Cette énigme triangulaire a divisé les esprits : saurez-vous trouver la solution ?

Publié le 24 décembre 2025

Un simple dessin de triangle a provoqué un débat acharné sur les réseaux. Alors que chacun y va de son décompte, la réponse semble constamment s'éloigner. Plongez dans cette quête géométrique qui défie notre perception.

Qu’est-ce qui rend ce défi si captivant ?

Tout commence généralement par un partage sur les réseaux, son auteur étant convaincu de détenir la solution parfaite. Rapidement, les avis divergent : les collègues ou amis proposent des nombres totalement distincts, déclenchant une saine émulation. Les estimations fusent : quatre, douze, vingt-deux, parfois plus d’une trentaine. Et puis viennent les questions qui brouillent les pistes : « Si les traits ne sont pas parfaitement droits, la forme compte-t-elle encore ? » De quoi tester la patience des plus calmes d’entre nous.

L’aspect le plus fascinant de ce puzzle est que chaque participant est persuadé d’avoir appliqué une méthode rigoureuse. Un peu comme lorsqu’on essaie de saisir pourquoi un gâteau ne lève pas, malgré le suivi scrupuleux de la recette.

Le verdict des spécialistes : une conclusion qui semblait évidente

Pour mettre fin à la controverse, des experts en géométrie ont été consultés. Leur consensus initial ? La figure contient 18 triangles. Leur raisonnement ? Observer depuis le point le plus haut et compter combien de paires de points sur chaque ligne horizontale peuvent servir de base. Avec trois niveaux et six combinaisons par niveau, le calcul paraissait sans appel.

Cette explication, claire et structurée, apportait un soulagement bienvenu. On pouvait croire l’affaire classée.
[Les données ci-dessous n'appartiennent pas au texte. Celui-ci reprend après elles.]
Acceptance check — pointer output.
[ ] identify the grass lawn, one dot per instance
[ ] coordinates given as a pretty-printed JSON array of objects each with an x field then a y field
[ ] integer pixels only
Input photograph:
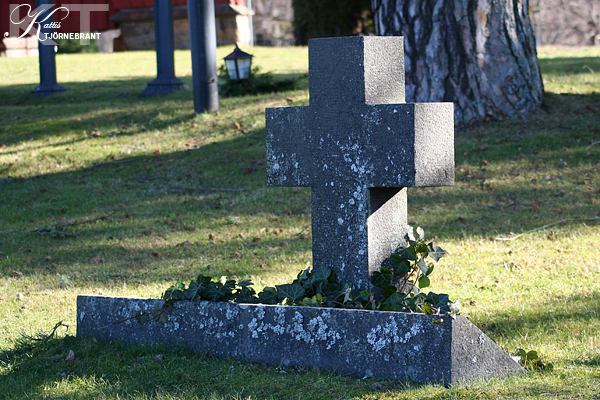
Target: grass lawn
[{"x": 99, "y": 148}]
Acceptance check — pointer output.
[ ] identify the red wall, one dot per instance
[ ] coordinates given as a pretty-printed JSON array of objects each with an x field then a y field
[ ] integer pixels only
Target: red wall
[{"x": 99, "y": 20}]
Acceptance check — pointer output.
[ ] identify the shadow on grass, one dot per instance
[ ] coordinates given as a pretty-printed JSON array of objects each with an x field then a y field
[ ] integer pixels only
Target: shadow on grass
[
  {"x": 111, "y": 370},
  {"x": 145, "y": 187},
  {"x": 570, "y": 66},
  {"x": 105, "y": 106},
  {"x": 97, "y": 369}
]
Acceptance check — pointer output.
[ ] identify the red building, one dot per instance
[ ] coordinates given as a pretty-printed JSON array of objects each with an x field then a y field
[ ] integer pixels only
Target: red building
[{"x": 119, "y": 12}]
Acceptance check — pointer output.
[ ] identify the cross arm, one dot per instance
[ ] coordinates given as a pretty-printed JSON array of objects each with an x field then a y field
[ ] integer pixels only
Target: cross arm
[
  {"x": 289, "y": 156},
  {"x": 412, "y": 145}
]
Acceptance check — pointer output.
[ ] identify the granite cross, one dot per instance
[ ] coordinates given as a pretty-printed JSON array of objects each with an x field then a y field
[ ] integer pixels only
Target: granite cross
[{"x": 358, "y": 145}]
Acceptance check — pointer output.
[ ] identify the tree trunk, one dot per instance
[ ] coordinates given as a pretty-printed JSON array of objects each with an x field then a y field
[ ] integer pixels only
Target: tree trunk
[{"x": 478, "y": 54}]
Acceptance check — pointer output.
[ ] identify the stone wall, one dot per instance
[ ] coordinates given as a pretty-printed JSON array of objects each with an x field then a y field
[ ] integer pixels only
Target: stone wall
[{"x": 273, "y": 22}]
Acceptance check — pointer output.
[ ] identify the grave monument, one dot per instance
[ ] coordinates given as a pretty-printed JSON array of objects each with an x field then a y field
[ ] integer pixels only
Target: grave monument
[{"x": 358, "y": 147}]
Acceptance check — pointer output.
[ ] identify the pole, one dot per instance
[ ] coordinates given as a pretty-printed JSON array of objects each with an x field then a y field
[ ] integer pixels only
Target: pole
[
  {"x": 165, "y": 81},
  {"x": 203, "y": 40},
  {"x": 250, "y": 14},
  {"x": 48, "y": 84}
]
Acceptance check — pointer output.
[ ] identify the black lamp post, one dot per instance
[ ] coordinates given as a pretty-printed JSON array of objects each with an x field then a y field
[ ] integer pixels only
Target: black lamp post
[{"x": 238, "y": 64}]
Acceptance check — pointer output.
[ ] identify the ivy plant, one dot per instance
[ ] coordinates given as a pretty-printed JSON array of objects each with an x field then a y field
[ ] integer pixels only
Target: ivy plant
[{"x": 399, "y": 286}]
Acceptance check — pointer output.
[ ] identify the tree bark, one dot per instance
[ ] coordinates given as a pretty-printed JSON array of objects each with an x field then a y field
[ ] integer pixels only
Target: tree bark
[{"x": 479, "y": 54}]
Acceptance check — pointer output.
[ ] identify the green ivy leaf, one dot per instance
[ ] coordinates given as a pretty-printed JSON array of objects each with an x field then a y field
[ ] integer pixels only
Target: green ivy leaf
[
  {"x": 389, "y": 291},
  {"x": 293, "y": 291},
  {"x": 410, "y": 234},
  {"x": 426, "y": 308},
  {"x": 423, "y": 265},
  {"x": 424, "y": 282}
]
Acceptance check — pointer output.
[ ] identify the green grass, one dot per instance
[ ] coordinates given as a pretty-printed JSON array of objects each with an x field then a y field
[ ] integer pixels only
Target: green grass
[{"x": 99, "y": 147}]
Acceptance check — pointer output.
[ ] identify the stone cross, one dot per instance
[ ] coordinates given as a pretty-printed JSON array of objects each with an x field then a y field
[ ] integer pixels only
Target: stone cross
[{"x": 358, "y": 145}]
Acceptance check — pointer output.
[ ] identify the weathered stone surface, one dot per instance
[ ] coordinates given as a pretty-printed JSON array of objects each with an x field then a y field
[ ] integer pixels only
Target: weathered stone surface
[
  {"x": 355, "y": 342},
  {"x": 357, "y": 145}
]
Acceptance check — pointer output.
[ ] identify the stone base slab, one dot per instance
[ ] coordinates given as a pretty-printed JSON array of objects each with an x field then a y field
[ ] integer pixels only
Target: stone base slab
[{"x": 359, "y": 343}]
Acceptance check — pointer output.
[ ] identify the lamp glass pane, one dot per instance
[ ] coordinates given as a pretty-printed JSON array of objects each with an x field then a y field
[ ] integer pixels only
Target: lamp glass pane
[
  {"x": 244, "y": 67},
  {"x": 230, "y": 65}
]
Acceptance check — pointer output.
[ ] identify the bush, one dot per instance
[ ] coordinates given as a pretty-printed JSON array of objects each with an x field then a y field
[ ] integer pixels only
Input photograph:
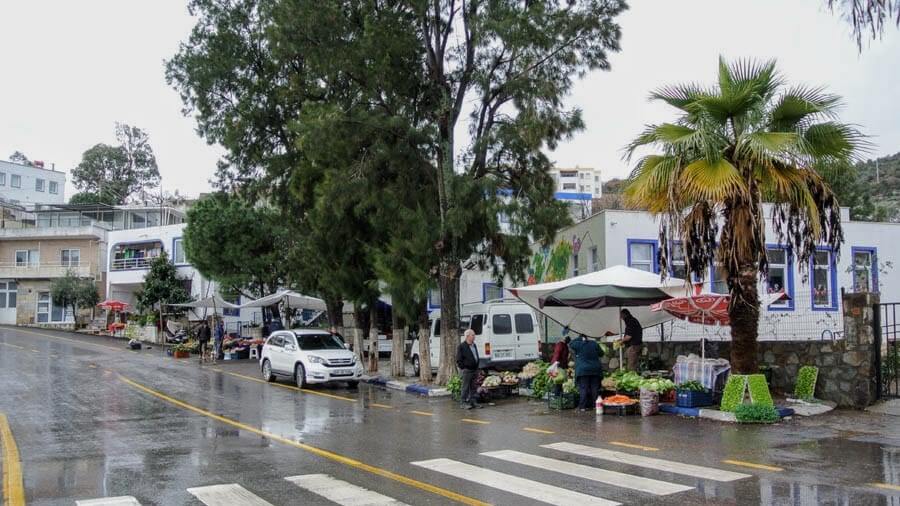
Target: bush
[
  {"x": 756, "y": 413},
  {"x": 805, "y": 388}
]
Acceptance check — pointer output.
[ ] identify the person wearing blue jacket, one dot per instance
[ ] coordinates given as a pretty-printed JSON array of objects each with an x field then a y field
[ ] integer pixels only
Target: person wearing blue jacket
[{"x": 588, "y": 370}]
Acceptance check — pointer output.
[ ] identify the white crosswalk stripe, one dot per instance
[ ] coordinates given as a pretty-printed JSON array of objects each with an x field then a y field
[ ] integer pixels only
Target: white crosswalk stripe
[
  {"x": 513, "y": 484},
  {"x": 227, "y": 495},
  {"x": 341, "y": 492},
  {"x": 622, "y": 480},
  {"x": 125, "y": 500},
  {"x": 669, "y": 466}
]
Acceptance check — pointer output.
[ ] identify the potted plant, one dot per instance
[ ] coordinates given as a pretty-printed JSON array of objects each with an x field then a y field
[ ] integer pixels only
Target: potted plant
[{"x": 692, "y": 394}]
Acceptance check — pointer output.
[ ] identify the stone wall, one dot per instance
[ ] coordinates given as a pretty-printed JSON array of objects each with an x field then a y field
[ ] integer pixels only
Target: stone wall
[{"x": 846, "y": 367}]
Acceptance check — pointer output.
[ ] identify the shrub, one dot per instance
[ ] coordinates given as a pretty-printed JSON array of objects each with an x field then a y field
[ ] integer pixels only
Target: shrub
[
  {"x": 734, "y": 393},
  {"x": 805, "y": 388},
  {"x": 756, "y": 413}
]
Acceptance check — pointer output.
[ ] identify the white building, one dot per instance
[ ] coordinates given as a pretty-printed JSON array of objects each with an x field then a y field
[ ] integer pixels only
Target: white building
[
  {"x": 577, "y": 187},
  {"x": 866, "y": 261},
  {"x": 31, "y": 184}
]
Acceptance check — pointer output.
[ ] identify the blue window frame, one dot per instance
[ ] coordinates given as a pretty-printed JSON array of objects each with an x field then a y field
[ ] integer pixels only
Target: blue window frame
[
  {"x": 491, "y": 291},
  {"x": 642, "y": 254},
  {"x": 864, "y": 264},
  {"x": 232, "y": 312},
  {"x": 823, "y": 280},
  {"x": 781, "y": 275}
]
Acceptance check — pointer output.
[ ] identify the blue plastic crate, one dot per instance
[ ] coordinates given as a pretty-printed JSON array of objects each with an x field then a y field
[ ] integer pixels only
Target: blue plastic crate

Mais l’univers du web, toujours en éveil, en a décidé autrement…

Là où les choses prennent une tournure inattendue

Une observatrice attentive soulève alors un point négligé : l’image originale est tracée sur du papier réglé. Les lignes de ce fond constituent donc des segments supplémentaires, permettant de former de nouveaux triangles. Son calcul ajoute 17 formes au total initial, portant le score à 35.

La réponse définitive venait de s’envoler.

Dans les jours qui suivent, des passionnés scrutent le dessin avec l’attention d’un détective. Certains identifient des intersections jusqu’alors ignorées, d’autres pointent des micro-formes passées inaperçues. Une contributrice en découvre sept supplémentaires. D’autres encore repèrent des agencements subtils dans les coins. Le nombre augmente alors progressivement… pour atteindre 42, puis 61.

Le puzzle dépasse alors son statut de simple exercice visuel pour devenir une véritable saga. Chaque nouvelle découverte relance le suspens. On examine l’image avec l’acharnement de quelqu’un qui chercherait la dernière madeleine dans la boîte.

La raison de notre attirance pour ces défis

Si cette figure géométrique basique génère un tel engouement, c’est qu’elle répond à un désir humain fondamental : celui de résoudre un mystère, de discerner ce qui échappe au regard des autres. C’est un jeu sans enjeu, qui procure une réelle satisfaction lorsque l’on met enfin le doigt sur un élément caché.

Et avouons-le : nous aimons toutes avoir le sentiment que notre façon d’appréhender les choses peut mener à une petite réussite personnelle. C’est comparable à la joie de poser la dernière pièce d’un casse-tête ou de dénicher l’article parfait en promotion.